As described above, tibial hemimelia is usually accompanied by other congenital anomalies that include; congenital dislocation of the hip, ectro-, poly-, or syn-dactyly, abnormalities of the musculo-skeletal system of both lower and upper limbs, phocomelia, harelip and cleft palate, pseudo-hermaphroditismn, cryptorchidism, and hypospadias, etc., One report described a case of tibial hemimelia, femoral bifurcation, cleft lip/palate, and cardiovascular anomaly like atrioventricular canal with truncus arteriosus.  However, in the index case, though there was bilateral tibial hemimelia with foot ectrodactyly, systemic malformations were absent except for the hyperpigmented genitalia.
Some cases of tibial hemimelia are genetically transmitted, whereas others are sporadic. Few syndromes such as tibial hemimelia-foot polydactly triphalangeal thumbs syndrome (Werner syndrome), tibial hemimelia diplopodia syndrome, tibial hemimelia-split hand/foot syndrome, tibial hemimelia-micromelia-trigonobrachycephaly syndrome, tibial hemimelia-normal upper limb syndrome and tibial hemimelia-radial agenesis syndrome are considered to be transmitted as autosomal dominant. In others such as, tibial hemimelia-cleft lip/palate syndrome, tibial hemimelia split hand/foot syndrome, an autosomal recessive inheritance is suggested. 

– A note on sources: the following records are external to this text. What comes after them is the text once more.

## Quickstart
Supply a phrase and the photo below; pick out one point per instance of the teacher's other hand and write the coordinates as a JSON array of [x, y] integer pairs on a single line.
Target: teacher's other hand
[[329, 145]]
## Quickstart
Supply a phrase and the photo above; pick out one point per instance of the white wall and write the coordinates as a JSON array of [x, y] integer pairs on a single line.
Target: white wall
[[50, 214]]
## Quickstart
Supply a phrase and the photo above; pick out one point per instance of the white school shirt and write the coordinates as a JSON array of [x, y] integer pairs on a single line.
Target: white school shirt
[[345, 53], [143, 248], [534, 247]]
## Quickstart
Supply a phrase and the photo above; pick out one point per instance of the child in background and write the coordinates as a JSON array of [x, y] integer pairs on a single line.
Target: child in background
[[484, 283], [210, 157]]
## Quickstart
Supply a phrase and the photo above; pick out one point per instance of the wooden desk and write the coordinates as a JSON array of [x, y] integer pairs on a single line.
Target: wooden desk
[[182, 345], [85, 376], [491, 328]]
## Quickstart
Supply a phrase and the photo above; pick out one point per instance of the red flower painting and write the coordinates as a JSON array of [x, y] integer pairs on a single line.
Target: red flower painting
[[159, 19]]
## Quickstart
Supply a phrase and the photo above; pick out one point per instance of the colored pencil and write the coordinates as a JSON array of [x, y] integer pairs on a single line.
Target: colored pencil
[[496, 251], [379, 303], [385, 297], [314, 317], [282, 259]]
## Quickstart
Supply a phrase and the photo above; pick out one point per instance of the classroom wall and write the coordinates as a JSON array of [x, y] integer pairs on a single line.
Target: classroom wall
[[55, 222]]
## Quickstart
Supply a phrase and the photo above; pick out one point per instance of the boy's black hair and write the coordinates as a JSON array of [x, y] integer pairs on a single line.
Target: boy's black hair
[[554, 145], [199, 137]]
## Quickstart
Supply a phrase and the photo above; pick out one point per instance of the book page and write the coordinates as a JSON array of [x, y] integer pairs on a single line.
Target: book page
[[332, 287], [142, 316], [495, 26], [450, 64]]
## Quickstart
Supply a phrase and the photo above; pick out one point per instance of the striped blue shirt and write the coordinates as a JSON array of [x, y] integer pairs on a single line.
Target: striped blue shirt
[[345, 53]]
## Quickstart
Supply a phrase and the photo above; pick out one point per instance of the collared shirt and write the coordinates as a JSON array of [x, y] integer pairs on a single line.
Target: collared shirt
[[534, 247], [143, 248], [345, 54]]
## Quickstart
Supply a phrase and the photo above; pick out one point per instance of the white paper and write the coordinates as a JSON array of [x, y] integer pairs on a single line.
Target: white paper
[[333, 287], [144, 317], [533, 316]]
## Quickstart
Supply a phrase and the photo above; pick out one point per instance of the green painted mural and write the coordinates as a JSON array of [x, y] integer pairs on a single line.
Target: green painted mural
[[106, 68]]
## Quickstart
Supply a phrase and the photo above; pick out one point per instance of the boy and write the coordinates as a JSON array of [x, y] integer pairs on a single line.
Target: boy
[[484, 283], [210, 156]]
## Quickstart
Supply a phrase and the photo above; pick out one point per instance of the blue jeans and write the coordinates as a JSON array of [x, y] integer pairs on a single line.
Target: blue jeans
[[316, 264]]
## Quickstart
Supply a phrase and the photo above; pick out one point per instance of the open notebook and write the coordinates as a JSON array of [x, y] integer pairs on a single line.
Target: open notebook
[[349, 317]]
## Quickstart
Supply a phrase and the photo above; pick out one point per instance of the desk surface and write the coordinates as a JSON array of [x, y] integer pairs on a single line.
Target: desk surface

Treatment mainly includes surgical correction of the deformity where possible. Common surgical procedures include disarticulation at Knee, Syme's amputation or Chopart amputation. , The sooner the amputation is performed the easier and faster the rehabilitation and adaptation to the prosthesis. The absence of the cartilaginous anlage increases the difficulty of the operative procedure. The surgical option for the index case with favorable result would include disarticulation of the knee joint and prosthesis.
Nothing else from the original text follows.